Choosing the best money market yields involves several steps before even looking at the yield. These decisions will help secure the most appropriate, and therefore the best yield, though not necessarily the highest paying. An investor should consider what type of money market to invest in, the tax status of the money market, and convenience, among other factors.
First, an investor must choose between a money market account and money market fund. In the United States, a money market account is usually offered through a bank. While it is similar to a savings account, it generally has a higher yield, but it may have higher minimum balance requirements and limited check-writing options. It is insured by the Federal Deposit Insurance Corporation (FDIC) up to certain dollar thresholds.
A money market fund is a type of mutual fund, and is not insured by the FDIC. It is managed to attempt to maintain a stable share price, and also to generate more attractive returns than a savings account. A fund is normally offered through a brokerage firm or other type of investment firm.
In terms of money market funds, another choice must be made between taxable and tax-free funds. With a tax-free fund, an investor will usually not have to pay certain taxes on any income earned, but it often yields less on average than a taxable money market. A financial firm or advisor can help determine whether a taxable or tax-free money market is more appropriate. In general, investors in higher tax brackets gain more benefit from a tax-free money market, while investors in lower to medium tax brackets derive a higher overall yield from a taxable fund.
Once these considerations are made, an investor can then conduct a comparison of money market yields.
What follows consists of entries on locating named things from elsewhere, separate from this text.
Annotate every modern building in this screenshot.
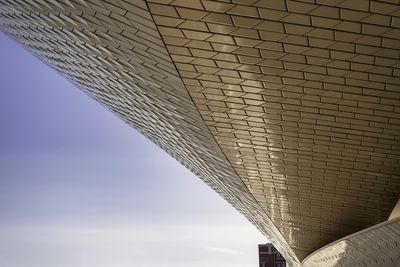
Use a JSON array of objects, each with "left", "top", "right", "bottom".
[
  {"left": 0, "top": 0, "right": 400, "bottom": 266},
  {"left": 258, "top": 243, "right": 286, "bottom": 267}
]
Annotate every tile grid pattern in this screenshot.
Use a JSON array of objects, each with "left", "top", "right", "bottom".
[
  {"left": 147, "top": 0, "right": 400, "bottom": 259},
  {"left": 303, "top": 218, "right": 400, "bottom": 267},
  {"left": 0, "top": 0, "right": 299, "bottom": 266}
]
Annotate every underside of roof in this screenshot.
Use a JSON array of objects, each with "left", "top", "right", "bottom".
[{"left": 0, "top": 0, "right": 400, "bottom": 266}]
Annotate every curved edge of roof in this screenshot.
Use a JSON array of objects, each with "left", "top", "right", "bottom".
[
  {"left": 0, "top": 1, "right": 300, "bottom": 267},
  {"left": 302, "top": 218, "right": 400, "bottom": 267}
]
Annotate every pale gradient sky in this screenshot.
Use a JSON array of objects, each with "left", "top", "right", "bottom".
[{"left": 0, "top": 34, "right": 266, "bottom": 267}]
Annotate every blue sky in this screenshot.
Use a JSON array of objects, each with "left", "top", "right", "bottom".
[{"left": 0, "top": 34, "right": 266, "bottom": 267}]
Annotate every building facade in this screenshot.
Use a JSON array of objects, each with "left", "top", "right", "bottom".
[
  {"left": 0, "top": 0, "right": 400, "bottom": 266},
  {"left": 258, "top": 243, "right": 286, "bottom": 267}
]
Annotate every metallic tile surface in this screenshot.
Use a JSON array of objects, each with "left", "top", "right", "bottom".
[
  {"left": 0, "top": 0, "right": 299, "bottom": 266},
  {"left": 0, "top": 0, "right": 400, "bottom": 266},
  {"left": 303, "top": 218, "right": 400, "bottom": 267},
  {"left": 147, "top": 0, "right": 400, "bottom": 260}
]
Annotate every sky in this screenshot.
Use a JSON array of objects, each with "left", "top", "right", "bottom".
[{"left": 0, "top": 33, "right": 266, "bottom": 267}]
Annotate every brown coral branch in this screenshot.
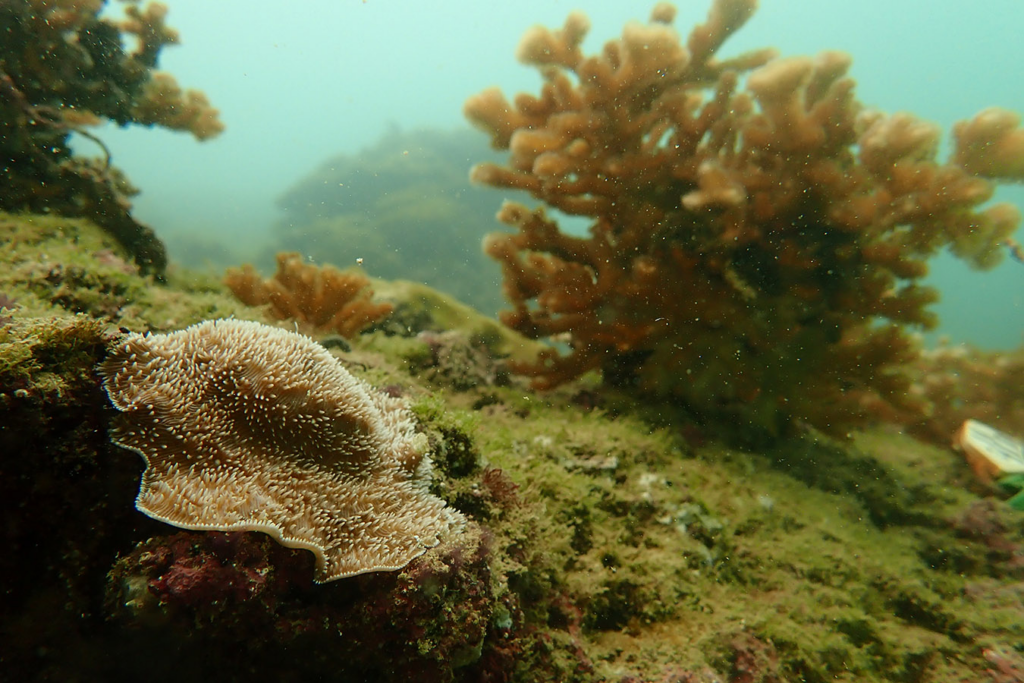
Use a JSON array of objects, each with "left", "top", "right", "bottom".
[
  {"left": 224, "top": 253, "right": 393, "bottom": 337},
  {"left": 465, "top": 0, "right": 1024, "bottom": 432}
]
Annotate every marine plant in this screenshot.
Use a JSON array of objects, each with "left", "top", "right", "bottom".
[
  {"left": 465, "top": 0, "right": 1024, "bottom": 435},
  {"left": 0, "top": 0, "right": 223, "bottom": 274}
]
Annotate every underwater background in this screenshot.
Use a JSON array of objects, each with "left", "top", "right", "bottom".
[
  {"left": 92, "top": 0, "right": 1024, "bottom": 349},
  {"left": 0, "top": 0, "right": 1024, "bottom": 683}
]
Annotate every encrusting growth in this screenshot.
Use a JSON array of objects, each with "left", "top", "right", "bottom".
[
  {"left": 99, "top": 319, "right": 464, "bottom": 582},
  {"left": 224, "top": 252, "right": 394, "bottom": 337},
  {"left": 465, "top": 0, "right": 1024, "bottom": 433}
]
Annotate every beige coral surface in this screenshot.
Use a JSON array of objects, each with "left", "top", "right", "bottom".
[{"left": 100, "top": 319, "right": 463, "bottom": 582}]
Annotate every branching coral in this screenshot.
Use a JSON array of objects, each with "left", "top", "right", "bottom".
[
  {"left": 465, "top": 0, "right": 1024, "bottom": 433},
  {"left": 224, "top": 252, "right": 394, "bottom": 337},
  {"left": 0, "top": 0, "right": 223, "bottom": 274}
]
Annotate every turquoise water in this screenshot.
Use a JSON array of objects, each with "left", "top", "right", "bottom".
[{"left": 92, "top": 0, "right": 1024, "bottom": 348}]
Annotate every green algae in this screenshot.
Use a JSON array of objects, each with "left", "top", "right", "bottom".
[
  {"left": 0, "top": 213, "right": 263, "bottom": 332},
  {"left": 0, "top": 216, "right": 1024, "bottom": 682}
]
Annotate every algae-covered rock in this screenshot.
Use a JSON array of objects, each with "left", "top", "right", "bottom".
[{"left": 0, "top": 216, "right": 1024, "bottom": 682}]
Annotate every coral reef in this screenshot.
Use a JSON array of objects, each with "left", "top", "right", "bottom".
[
  {"left": 465, "top": 0, "right": 1024, "bottom": 437},
  {"left": 99, "top": 319, "right": 465, "bottom": 582},
  {"left": 0, "top": 0, "right": 222, "bottom": 275},
  {"left": 0, "top": 222, "right": 1024, "bottom": 683},
  {"left": 909, "top": 344, "right": 1024, "bottom": 444},
  {"left": 273, "top": 127, "right": 512, "bottom": 314},
  {"left": 224, "top": 253, "right": 393, "bottom": 337}
]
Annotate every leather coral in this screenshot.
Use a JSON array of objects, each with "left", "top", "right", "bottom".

This is especially convenient on the Internet, where there are numerous web sites that aggregate and list the best yielding money markets. Often, those sites will indicate the companies through which the money markets are sold, the yield, minimum balances, and other important information to consider.
With a fund, the investor should look at the 7-day yield. With an account, the annual percentage yield is important. It is critical to note that the highest money market yields may not be appropriate to all investors. In general, a higher yielding money market has more qualifications and restrictions, such as larger account balances and fees.
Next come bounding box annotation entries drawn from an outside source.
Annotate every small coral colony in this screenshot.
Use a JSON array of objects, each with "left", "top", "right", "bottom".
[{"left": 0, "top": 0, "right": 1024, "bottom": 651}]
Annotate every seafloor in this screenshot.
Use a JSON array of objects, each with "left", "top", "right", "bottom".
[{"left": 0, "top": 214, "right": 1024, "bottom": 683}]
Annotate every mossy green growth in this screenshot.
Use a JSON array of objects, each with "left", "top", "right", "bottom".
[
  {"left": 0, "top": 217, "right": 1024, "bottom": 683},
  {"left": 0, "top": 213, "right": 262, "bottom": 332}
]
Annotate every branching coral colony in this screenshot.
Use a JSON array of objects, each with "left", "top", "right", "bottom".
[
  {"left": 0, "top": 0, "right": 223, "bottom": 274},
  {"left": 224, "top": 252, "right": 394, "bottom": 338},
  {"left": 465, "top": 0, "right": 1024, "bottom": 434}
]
Convenience is another important factor to consider. For example, many investors have many or all assets invested through one financial firm. When considering whether to add a money market to his or her portfolio, the investor will want to look at the money market yields but also consider the convenience factor of managing numerous and different statements and working through one or various companies.
Ultimately, an investor may want to secure the assistance of a financial advisor. An advisor can help determine whether a money market is truly an appropriate investment. He can also help choose the best and most appropriate money market yields.